According to the rules of the competition, among all the teams, 10% will win a gold medal, 20% will win a silver medal, 30% will win a bronze medal. If it is not an integer, we will take the integer which not less than the real number as the number of the corresponding medal. For example, if the number of gold medal is 2.3, then we consider the number of gold medal is 3.
For the sake of simpleness, suppose that the number of problems each team have solved is equal in the end of the programming contest, and we have known the penalty of each team.

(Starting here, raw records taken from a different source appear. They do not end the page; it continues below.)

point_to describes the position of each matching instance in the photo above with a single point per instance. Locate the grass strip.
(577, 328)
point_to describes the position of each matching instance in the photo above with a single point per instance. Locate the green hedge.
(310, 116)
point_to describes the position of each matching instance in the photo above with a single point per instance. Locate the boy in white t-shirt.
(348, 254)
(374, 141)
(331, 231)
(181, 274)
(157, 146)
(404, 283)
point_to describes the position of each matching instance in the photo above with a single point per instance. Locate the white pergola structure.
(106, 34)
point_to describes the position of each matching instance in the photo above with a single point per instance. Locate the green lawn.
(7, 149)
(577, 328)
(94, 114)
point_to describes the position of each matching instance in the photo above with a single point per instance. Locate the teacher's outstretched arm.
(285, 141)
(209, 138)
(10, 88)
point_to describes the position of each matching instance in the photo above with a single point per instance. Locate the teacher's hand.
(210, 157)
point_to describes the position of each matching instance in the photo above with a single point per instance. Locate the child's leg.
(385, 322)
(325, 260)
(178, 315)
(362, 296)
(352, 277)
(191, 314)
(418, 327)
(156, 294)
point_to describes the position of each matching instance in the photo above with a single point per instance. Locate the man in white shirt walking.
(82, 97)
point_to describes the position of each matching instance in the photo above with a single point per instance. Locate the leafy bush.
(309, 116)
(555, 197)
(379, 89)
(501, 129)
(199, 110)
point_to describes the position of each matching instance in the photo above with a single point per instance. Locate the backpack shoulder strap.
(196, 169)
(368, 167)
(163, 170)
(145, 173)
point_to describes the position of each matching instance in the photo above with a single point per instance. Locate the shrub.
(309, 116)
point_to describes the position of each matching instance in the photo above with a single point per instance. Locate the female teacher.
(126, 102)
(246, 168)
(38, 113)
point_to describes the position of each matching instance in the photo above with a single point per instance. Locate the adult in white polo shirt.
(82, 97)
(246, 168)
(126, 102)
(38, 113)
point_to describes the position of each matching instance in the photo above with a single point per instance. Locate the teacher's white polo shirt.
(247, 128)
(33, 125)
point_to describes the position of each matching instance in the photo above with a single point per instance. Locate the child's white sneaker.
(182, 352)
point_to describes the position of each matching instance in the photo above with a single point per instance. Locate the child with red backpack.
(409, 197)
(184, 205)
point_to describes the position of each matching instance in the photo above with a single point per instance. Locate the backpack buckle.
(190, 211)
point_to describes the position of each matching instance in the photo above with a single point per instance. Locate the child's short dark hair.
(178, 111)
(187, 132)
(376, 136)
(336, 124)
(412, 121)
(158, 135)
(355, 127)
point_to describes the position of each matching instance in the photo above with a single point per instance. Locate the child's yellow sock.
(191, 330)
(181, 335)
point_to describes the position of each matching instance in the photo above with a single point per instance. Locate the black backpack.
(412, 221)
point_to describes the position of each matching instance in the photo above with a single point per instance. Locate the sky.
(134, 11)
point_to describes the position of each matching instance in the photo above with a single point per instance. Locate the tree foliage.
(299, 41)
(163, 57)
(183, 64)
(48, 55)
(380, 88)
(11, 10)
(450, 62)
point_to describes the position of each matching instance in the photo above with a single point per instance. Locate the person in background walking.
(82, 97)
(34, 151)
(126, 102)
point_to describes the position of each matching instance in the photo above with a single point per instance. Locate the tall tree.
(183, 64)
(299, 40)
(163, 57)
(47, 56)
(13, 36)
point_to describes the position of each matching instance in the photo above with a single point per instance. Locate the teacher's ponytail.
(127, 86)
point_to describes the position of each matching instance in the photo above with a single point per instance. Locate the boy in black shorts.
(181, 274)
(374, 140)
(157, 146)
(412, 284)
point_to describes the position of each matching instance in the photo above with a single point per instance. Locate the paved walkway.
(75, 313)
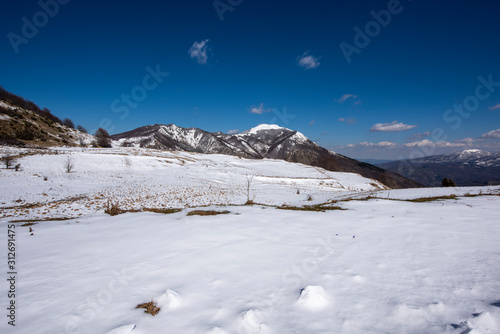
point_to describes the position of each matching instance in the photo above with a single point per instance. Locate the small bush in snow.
(150, 308)
(113, 208)
(69, 164)
(103, 139)
(8, 160)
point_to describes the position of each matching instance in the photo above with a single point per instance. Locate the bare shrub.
(69, 164)
(8, 160)
(113, 208)
(207, 213)
(103, 138)
(248, 186)
(150, 307)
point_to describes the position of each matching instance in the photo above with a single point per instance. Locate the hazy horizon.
(370, 80)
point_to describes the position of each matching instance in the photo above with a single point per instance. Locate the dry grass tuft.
(113, 208)
(163, 211)
(207, 213)
(150, 307)
(316, 208)
(431, 199)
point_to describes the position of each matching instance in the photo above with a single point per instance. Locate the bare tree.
(8, 160)
(69, 164)
(248, 186)
(69, 123)
(103, 138)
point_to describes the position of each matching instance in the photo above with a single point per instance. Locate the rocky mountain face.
(25, 127)
(466, 168)
(263, 141)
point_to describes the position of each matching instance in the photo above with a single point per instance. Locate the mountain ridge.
(467, 168)
(263, 141)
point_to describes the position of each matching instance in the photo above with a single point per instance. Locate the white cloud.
(427, 143)
(418, 136)
(349, 120)
(492, 134)
(199, 51)
(381, 144)
(495, 107)
(346, 97)
(392, 127)
(308, 62)
(259, 110)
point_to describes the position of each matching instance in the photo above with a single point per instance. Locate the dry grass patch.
(431, 199)
(163, 211)
(113, 208)
(28, 224)
(207, 213)
(150, 307)
(316, 208)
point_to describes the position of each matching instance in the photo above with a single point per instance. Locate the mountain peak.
(264, 127)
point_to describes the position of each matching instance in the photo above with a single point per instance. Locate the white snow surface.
(381, 265)
(142, 178)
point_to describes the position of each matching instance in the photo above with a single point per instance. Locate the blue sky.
(368, 79)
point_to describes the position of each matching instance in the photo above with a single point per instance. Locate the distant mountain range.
(467, 168)
(263, 141)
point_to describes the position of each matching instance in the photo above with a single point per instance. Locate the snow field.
(139, 178)
(379, 267)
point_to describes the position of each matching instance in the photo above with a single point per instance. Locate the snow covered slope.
(143, 178)
(380, 266)
(466, 168)
(263, 141)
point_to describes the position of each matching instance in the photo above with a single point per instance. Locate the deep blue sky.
(427, 59)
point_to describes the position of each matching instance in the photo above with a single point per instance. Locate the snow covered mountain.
(263, 141)
(466, 168)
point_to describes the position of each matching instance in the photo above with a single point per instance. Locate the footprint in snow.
(169, 300)
(127, 329)
(313, 298)
(252, 321)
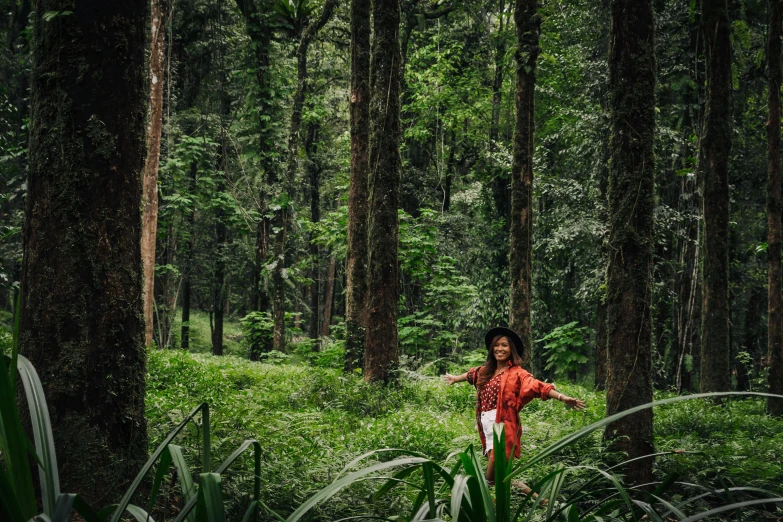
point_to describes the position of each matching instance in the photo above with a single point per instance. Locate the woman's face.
(502, 350)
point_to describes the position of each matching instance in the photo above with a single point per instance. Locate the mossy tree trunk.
(256, 14)
(631, 203)
(82, 318)
(149, 197)
(284, 215)
(528, 24)
(774, 287)
(715, 373)
(381, 353)
(358, 195)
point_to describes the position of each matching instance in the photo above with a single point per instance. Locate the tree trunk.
(715, 373)
(358, 195)
(329, 296)
(283, 216)
(774, 276)
(631, 201)
(149, 197)
(528, 24)
(381, 353)
(82, 316)
(219, 282)
(187, 271)
(600, 348)
(314, 171)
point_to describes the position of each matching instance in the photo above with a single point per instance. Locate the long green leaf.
(160, 473)
(337, 485)
(17, 496)
(209, 507)
(459, 493)
(730, 507)
(203, 407)
(579, 434)
(183, 475)
(9, 505)
(42, 432)
(502, 486)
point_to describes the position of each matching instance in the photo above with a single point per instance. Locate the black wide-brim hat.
(508, 332)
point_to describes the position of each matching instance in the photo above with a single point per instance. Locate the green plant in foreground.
(17, 495)
(461, 492)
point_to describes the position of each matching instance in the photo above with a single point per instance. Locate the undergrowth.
(311, 421)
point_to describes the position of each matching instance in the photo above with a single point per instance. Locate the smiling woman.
(503, 388)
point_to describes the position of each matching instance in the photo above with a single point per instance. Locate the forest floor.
(311, 420)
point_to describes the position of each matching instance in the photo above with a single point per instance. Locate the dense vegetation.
(338, 198)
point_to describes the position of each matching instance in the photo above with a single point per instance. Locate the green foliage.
(566, 349)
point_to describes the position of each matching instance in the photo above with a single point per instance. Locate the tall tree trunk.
(219, 282)
(716, 145)
(528, 24)
(500, 183)
(631, 195)
(600, 348)
(260, 32)
(381, 354)
(358, 194)
(774, 276)
(329, 296)
(149, 197)
(82, 318)
(283, 215)
(187, 272)
(314, 171)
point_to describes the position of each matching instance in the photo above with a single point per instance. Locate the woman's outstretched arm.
(453, 379)
(571, 402)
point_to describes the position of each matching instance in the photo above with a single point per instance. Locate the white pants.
(487, 423)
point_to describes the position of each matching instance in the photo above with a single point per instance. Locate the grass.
(312, 421)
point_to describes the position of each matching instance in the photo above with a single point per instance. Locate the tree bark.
(329, 296)
(283, 216)
(358, 194)
(631, 203)
(716, 145)
(260, 32)
(774, 276)
(82, 318)
(528, 24)
(149, 197)
(187, 270)
(381, 354)
(314, 171)
(501, 192)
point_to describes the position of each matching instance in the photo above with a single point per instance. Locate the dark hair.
(488, 370)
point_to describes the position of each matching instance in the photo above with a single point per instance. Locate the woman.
(503, 388)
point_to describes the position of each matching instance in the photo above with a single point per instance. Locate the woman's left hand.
(574, 403)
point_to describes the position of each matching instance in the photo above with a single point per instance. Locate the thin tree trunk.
(381, 354)
(329, 296)
(311, 146)
(358, 195)
(82, 316)
(715, 374)
(283, 215)
(500, 182)
(631, 200)
(528, 24)
(260, 32)
(600, 348)
(187, 272)
(774, 276)
(149, 196)
(219, 281)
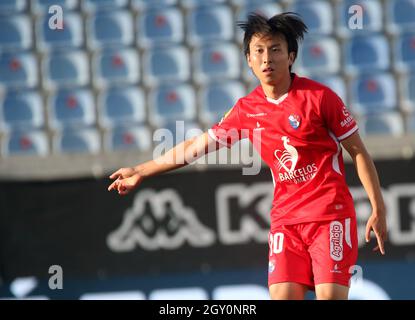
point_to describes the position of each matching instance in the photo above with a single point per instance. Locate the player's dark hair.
(288, 24)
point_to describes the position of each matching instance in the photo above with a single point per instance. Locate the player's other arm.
(368, 176)
(126, 179)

As a competitor , LYH want to know what is the maximum penalty will be if he wants to win a gold medal、a silver medal、a bronze medal.
输入
The first line of the input gives the number of test cases, T. T test cases follow.
For each test case, the first line contains an integer n(5≤n≤310), the number of the team except LYH’team, the second line contains n distinct integers a(500≤a≤5500), the ith integer represents the penalty of the ith team except his team.
输出
For each test case, output one line “Case #x: G S B”, where x is the case number(starting from 1), G is the maximum penalty if he wants to win a gold medal, S is the maximum penalty if he wants to win a silver medal, B is the maximum penalty if he wants to win a bronze medal.
样例输入
2
9
500 550 600 650 700 750 800 850 900
10
500 511 522 533 544 555 566 577 588 599
样例输出
Case #1: 499 599 749
Case #2: 510 543 587
来源
原创
我的代码:
#include<iostream>
#include<stdio.h>
#include<algorithm>
using namespace std;
int main()
{
int T,i;
int ji=1;
int jin,yin,tong,a1,a2,a3;
int b[350];
cin>>T;
while(T--)
{
int n;
cin>>n; //总队伍数是n+1
if((n+1)%10==0)
jin=(n+1)/10; //金牌数
else
jin=(n+1)/10+1; //金牌数
if((n+1)%5==0)
yin=(n+1)/5; //银牌数
else
yin=(n+1)/5+1; //银牌数
if((n+1)*3%10==0)
tong=(n+1)*3/10; //铜牌数
else
tong=(n+1)*3/10+1; //铜牌数
for(i=0;i<n;i++)
{
cin>>b[i]; //输入除了LYH'team队伍的penalty值
}
sort(b,b+n); //从小到大排序
a1= b[jin-1]-1; //想获得金牌最低也要必须比现在除LYH'team队伍的第一名的penalty少1
a2=b[jin+yin-1]-1;
a3=b[jin+yin+tong-1]-1;
printf("Case #%d: %d %d %d
",ji,a1,a2,a3);
ji=ji+1;
}
return 0;
}